Traditionally, tax planning has been the purview of the wealthiest in society, those who have maxed out their pension and Isa allowances (currently at £40,000 and £20,000 a year) and are now looking towards VCTs and EIS.
These have tended to be the older members of society. Darius McDermott, managing director of Chelsea Financial Services, comments: "Young people do not tend to have big tax bills and are less willing to invest in higher-risk businesses when they have to tie their money in for five years to get the tax breaks.
"There seems to be a bit more interest [in VCTs] from younger investors, as having the data more widely available on the internet has helped, but we find it is still mainly older investors."
Mr McDermott's point about tying money up in a VCT for five years - when younger people are more likely to need ready access for house deposits or when they start a family - is a key one, especially given the risk.
The AIC's communications director Annabel Brodie-Smith reiterates this point: "VCTs are more suitable for investors who are prepared to accept a high level of risk.
"VCTs invest in small, high-risk companies which could become household names in the future.
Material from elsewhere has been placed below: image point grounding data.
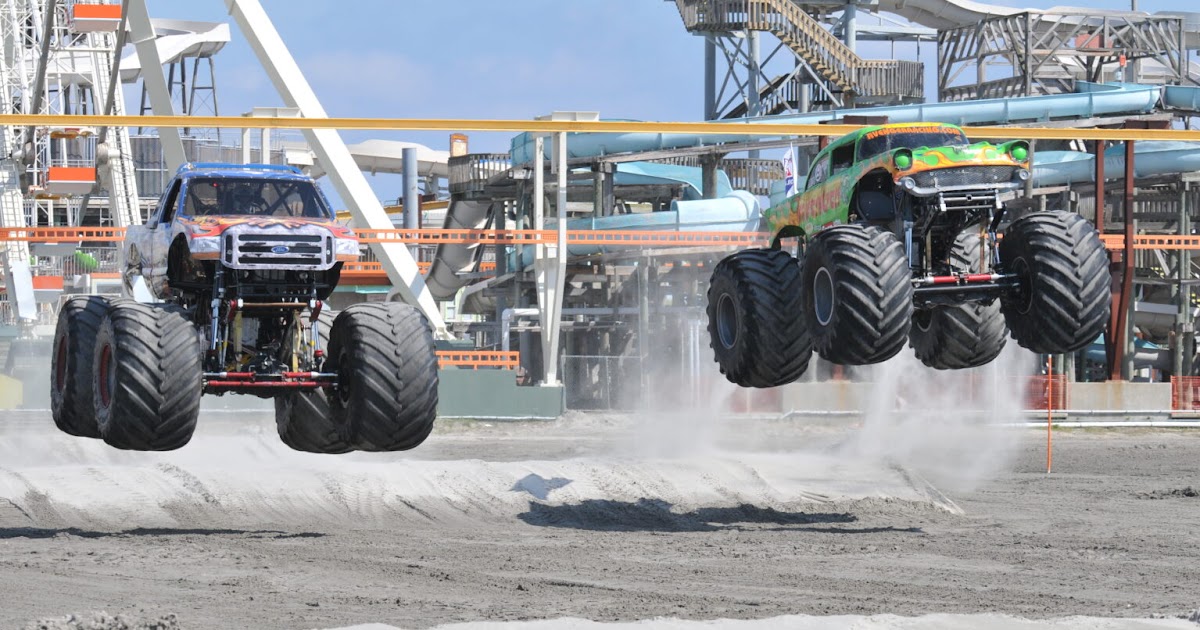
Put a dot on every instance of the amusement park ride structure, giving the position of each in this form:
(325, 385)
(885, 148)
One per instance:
(601, 265)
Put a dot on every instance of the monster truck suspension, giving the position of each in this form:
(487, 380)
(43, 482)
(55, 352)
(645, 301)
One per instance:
(263, 370)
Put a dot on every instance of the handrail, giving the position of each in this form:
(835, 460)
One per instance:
(477, 359)
(439, 235)
(767, 130)
(550, 237)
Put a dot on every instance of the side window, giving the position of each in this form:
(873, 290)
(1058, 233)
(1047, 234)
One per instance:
(820, 172)
(167, 213)
(843, 157)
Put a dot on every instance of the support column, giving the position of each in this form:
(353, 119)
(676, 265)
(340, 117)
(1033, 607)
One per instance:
(754, 106)
(1183, 324)
(295, 91)
(264, 142)
(556, 281)
(1122, 369)
(708, 171)
(143, 37)
(412, 193)
(850, 23)
(709, 77)
(247, 136)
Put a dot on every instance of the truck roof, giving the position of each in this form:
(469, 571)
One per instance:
(222, 169)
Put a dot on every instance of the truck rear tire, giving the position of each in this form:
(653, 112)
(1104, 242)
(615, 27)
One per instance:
(963, 335)
(304, 419)
(147, 378)
(754, 318)
(387, 394)
(71, 363)
(1063, 300)
(857, 294)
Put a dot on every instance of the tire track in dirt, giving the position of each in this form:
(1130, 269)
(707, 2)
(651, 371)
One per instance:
(247, 479)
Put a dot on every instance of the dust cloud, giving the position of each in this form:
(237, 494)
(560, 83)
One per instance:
(945, 425)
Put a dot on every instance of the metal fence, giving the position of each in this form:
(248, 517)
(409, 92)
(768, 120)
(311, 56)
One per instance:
(597, 382)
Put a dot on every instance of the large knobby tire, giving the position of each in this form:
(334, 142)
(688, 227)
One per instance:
(857, 294)
(1063, 300)
(754, 318)
(304, 419)
(71, 363)
(964, 335)
(387, 365)
(147, 378)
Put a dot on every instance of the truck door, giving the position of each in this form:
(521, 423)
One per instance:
(157, 238)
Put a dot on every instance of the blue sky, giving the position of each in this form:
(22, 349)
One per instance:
(489, 59)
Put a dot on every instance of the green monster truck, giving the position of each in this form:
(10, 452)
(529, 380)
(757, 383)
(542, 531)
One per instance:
(900, 231)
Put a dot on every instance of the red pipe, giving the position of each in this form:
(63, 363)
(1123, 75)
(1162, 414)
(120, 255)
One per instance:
(282, 384)
(970, 279)
(252, 376)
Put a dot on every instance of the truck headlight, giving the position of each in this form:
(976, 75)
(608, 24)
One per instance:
(346, 249)
(1019, 150)
(207, 247)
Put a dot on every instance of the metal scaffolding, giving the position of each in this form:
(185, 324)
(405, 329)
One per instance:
(1030, 53)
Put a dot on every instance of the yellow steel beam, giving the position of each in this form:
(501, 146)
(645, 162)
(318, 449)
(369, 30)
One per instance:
(546, 126)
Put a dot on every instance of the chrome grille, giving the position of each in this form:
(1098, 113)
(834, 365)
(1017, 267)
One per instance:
(257, 250)
(957, 177)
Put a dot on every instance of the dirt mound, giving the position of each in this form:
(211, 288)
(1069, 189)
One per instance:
(238, 475)
(102, 621)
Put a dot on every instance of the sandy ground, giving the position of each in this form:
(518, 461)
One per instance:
(609, 519)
The government offers generous tax relief if you subscribe to new VCT shares, but to qualify for this income tax relief, the investor must hold the VCT for a minimum of five years."
So while a younger investor is by no means not eligible to invest in VCTs, there may be lifestyle or other financial factors an adviser should discuss with younger clients considering making such investments, as they may not be aware of the tie-in for tax purposes or the more risky nature of the investment.
Jason Hollands, managing director of communications and business development for Tilney, also expresses caution over young people prioritising VCTs.
He says: "With the exception of City professionals, such as traders and hedge fund managers who earn significant bonuses and want to reduce their tax liabilities, we haven't seen a trend [in young people] seeking VCTs.